With the development of computing, AI has extended to the ability of machines to simulate human learning and reasoning to carry out specific tasks. This is possible thanks to the data it stores through patterns and algorithms that improve it when it collects more information. There are two types of AI depending on its objective: weak AI, which carries out specific activities, such as mobile assistants, and strong AI, which seeks to equate machine intelligence with human intelligence (artificial general intelligence) and even beyond. (super artificial intelligence). Machine learning can be automatic, through human intervention, or deep, capable of making its own connections.

The geopolitics of artificial intelligence

Artificial intelligence is also a source of dispute between companies and countries for economic benefits and advantages in areas such as national security. The United States has strategies such as AI Next, from the Defense Advanced Research Projects Agency, and the National AI Initiative Act of 2020, which led to the creation of the National AI Research Resources Task Force. Some companies collaborate with governments, such as HP with the US National Security Agency. For its part, China has developed the strategy Made in China 2025 for its technology industry and the plan to lead in AI in 2030, while the European Union promotes specific projects.

There has also been progress in AI for the military field. Drones or autonomous weapons can lead to a new conception of war with more damage and fewer casualties. In the current war, Ukraine is using it to store data in case its ministries are destroyed and to detect the enemy with the help of citizens, while Russia is using it to spread disinformation. AI can also improve security, helping to identify suspects, creating military training simulations or increasing the precision of weapons. Likewise, it will represent an advance in diplomacy, because it will allow conversations to be held with speeches generated in real time or to propose different negotiation scenarios.

Opportunities, biases and misinformation

On a more daily basis, artificial intelligence can be used to make personalized recommendations, make translations or include automatic subtitles in videos. On a larger scale, also to develop autonomous vehicles, improve medical diagnoses or detect natural disasters. However, many AIs draw on user information, which could conflict with data protection laws such as those in Europe. Likewise, since AI is created by humans, in some cases its application has incorporated sexist or racist biases.
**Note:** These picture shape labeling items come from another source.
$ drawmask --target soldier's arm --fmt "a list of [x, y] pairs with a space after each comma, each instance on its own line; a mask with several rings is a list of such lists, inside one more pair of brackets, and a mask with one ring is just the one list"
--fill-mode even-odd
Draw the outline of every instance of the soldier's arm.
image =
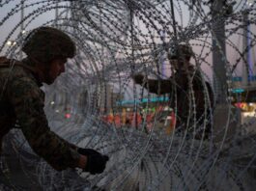
[[168, 94], [171, 93], [172, 90], [172, 84], [170, 80], [153, 80], [149, 79], [144, 85], [144, 88], [146, 88], [150, 93], [155, 94]]
[[144, 75], [137, 74], [133, 76], [133, 80], [136, 84], [139, 84], [146, 88], [150, 93], [162, 95], [171, 93], [172, 90], [171, 80], [168, 79], [145, 79]]
[[26, 77], [12, 81], [8, 93], [22, 132], [37, 154], [58, 171], [85, 165], [86, 157], [81, 158], [75, 148], [48, 127], [43, 93], [34, 81]]

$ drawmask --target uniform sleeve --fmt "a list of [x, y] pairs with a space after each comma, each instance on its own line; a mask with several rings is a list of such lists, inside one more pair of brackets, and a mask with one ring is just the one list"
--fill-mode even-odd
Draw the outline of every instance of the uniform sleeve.
[[168, 94], [171, 92], [172, 83], [170, 80], [148, 80], [144, 86], [150, 93]]
[[8, 88], [18, 123], [33, 150], [55, 170], [77, 167], [79, 154], [74, 146], [48, 127], [43, 111], [43, 92], [30, 78], [13, 81]]

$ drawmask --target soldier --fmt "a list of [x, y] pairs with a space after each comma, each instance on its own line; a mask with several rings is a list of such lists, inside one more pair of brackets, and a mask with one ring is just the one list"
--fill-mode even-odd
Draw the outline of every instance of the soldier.
[[[71, 38], [51, 27], [39, 27], [25, 39], [22, 61], [0, 58], [0, 143], [20, 126], [33, 150], [55, 170], [81, 168], [93, 175], [104, 171], [108, 156], [78, 148], [52, 132], [43, 111], [43, 82], [52, 84], [75, 54]], [[1, 146], [1, 145], [0, 145]]]
[[169, 79], [146, 79], [143, 74], [135, 74], [133, 80], [150, 93], [169, 94], [171, 107], [176, 111], [176, 132], [193, 132], [194, 138], [205, 139], [212, 129], [213, 95], [210, 84], [189, 63], [192, 55], [189, 46], [178, 44], [168, 53], [173, 73]]

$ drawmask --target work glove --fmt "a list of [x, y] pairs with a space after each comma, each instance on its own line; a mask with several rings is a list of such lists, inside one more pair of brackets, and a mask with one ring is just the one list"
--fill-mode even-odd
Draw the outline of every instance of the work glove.
[[87, 156], [87, 164], [83, 171], [89, 172], [92, 175], [100, 174], [104, 171], [106, 162], [109, 159], [107, 155], [103, 155], [91, 149], [79, 148], [77, 151]]
[[77, 151], [78, 151], [79, 154], [82, 154], [82, 155], [85, 155], [85, 156], [88, 156], [88, 155], [101, 155], [99, 151], [97, 151], [95, 150], [92, 150], [92, 149], [79, 148], [77, 150]]

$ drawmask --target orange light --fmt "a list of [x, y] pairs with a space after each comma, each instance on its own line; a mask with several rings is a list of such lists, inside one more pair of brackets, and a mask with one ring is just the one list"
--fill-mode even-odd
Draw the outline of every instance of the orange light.
[[70, 119], [71, 117], [71, 114], [66, 114], [66, 115], [65, 115], [65, 118], [66, 118], [66, 119]]

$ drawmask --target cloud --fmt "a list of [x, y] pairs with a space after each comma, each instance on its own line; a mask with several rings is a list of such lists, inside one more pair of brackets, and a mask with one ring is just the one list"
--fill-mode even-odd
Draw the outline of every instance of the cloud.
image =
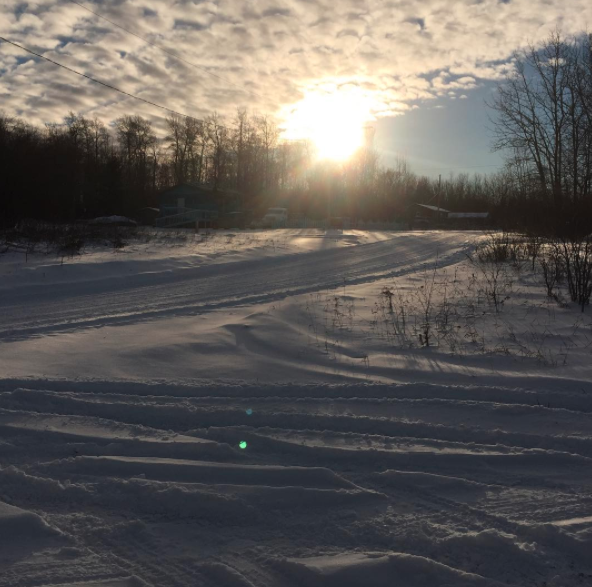
[[[349, 84], [376, 116], [465, 98], [502, 78], [512, 52], [557, 26], [579, 32], [588, 0], [90, 0], [90, 9], [188, 63], [62, 0], [4, 0], [0, 35], [83, 73], [194, 116], [237, 107], [280, 113], [311, 89]], [[7, 114], [105, 122], [158, 110], [0, 44]], [[148, 98], [149, 97], [149, 98]]]

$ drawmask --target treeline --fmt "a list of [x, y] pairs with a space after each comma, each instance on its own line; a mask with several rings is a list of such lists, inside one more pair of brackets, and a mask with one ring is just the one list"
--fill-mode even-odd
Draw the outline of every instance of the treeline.
[[502, 176], [458, 175], [439, 186], [405, 161], [383, 167], [365, 148], [345, 163], [315, 163], [311, 145], [281, 141], [272, 120], [244, 111], [230, 123], [170, 117], [166, 129], [158, 139], [140, 116], [107, 127], [69, 114], [44, 128], [0, 116], [0, 222], [133, 217], [156, 206], [160, 190], [186, 182], [237, 190], [254, 214], [281, 205], [295, 216], [370, 221], [409, 219], [414, 203], [491, 210], [507, 188]]
[[155, 206], [160, 190], [184, 182], [238, 189], [247, 205], [258, 205], [287, 190], [306, 167], [306, 145], [279, 144], [266, 117], [241, 111], [230, 126], [216, 115], [171, 117], [166, 128], [158, 139], [140, 116], [107, 127], [69, 114], [44, 128], [0, 116], [0, 221], [134, 216]]
[[538, 232], [592, 231], [592, 36], [552, 34], [515, 55], [499, 87], [495, 146], [508, 154], [507, 214]]
[[254, 215], [287, 206], [292, 216], [391, 222], [423, 203], [488, 211], [502, 228], [589, 234], [592, 40], [554, 34], [515, 63], [491, 104], [505, 169], [441, 183], [403, 160], [384, 167], [368, 148], [344, 163], [315, 162], [311, 145], [281, 140], [272, 119], [244, 110], [232, 120], [169, 117], [163, 138], [140, 116], [105, 126], [69, 114], [36, 128], [0, 115], [0, 223], [133, 217], [156, 206], [160, 190], [195, 182], [240, 192]]

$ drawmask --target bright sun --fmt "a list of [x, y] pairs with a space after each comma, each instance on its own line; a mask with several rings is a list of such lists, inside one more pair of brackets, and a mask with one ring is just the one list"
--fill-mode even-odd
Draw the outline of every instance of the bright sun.
[[285, 113], [287, 139], [308, 139], [319, 159], [343, 161], [364, 144], [369, 100], [354, 90], [308, 92]]

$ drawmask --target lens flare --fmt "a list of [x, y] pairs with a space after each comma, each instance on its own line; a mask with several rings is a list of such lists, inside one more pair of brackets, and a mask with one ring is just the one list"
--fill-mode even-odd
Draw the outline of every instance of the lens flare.
[[310, 140], [319, 159], [343, 161], [364, 145], [373, 101], [359, 88], [307, 92], [284, 112], [284, 138]]

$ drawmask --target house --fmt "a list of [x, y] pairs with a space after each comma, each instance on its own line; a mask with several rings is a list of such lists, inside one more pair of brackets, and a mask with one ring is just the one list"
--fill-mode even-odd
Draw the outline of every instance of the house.
[[158, 195], [160, 227], [217, 226], [218, 219], [240, 209], [241, 194], [208, 184], [183, 183]]
[[416, 204], [415, 217], [413, 218], [413, 228], [433, 228], [442, 224], [450, 212], [439, 208], [438, 206], [430, 206], [428, 204]]

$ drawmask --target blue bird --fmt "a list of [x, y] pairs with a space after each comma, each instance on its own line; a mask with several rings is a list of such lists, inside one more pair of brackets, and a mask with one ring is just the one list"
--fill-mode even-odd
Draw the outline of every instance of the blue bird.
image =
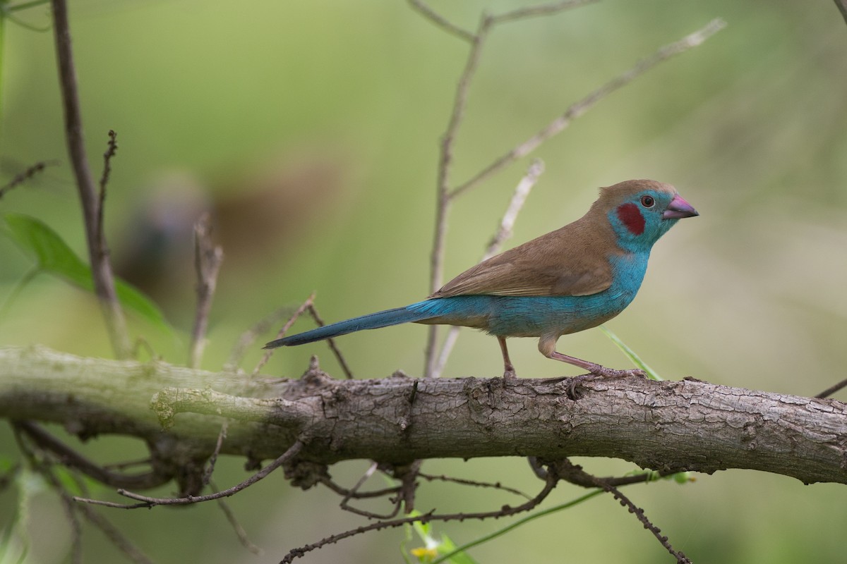
[[507, 337], [539, 337], [538, 349], [593, 375], [616, 370], [556, 351], [562, 335], [596, 327], [621, 313], [641, 286], [660, 237], [697, 211], [675, 188], [628, 180], [601, 189], [581, 218], [478, 264], [427, 299], [272, 341], [265, 348], [302, 345], [400, 323], [462, 326], [497, 337], [504, 378], [515, 375]]

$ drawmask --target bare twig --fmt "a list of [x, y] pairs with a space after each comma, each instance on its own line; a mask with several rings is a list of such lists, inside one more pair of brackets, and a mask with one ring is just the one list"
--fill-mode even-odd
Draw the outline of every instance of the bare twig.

The recent success of ChatGPT, developed by the company OpenAI, has been proposed as the beginning of the AI ​​technological revolution. This chatbot answers questions directly to find relevant information, translate texts or program, among many other possibilities. Its massive use has raised criticism and opportunities in education, privacy risks, and the possibility of machines replacing human work. Another problem is misinformation. False images of the arrest of Donald Trump, of the Pope with a modern style or Vladimir Putin kneeling before Xi Jinping, created with programs such as Dall-E, have already gone viral. Also videos like a fake interview with Bill Gates, which will look more and more real.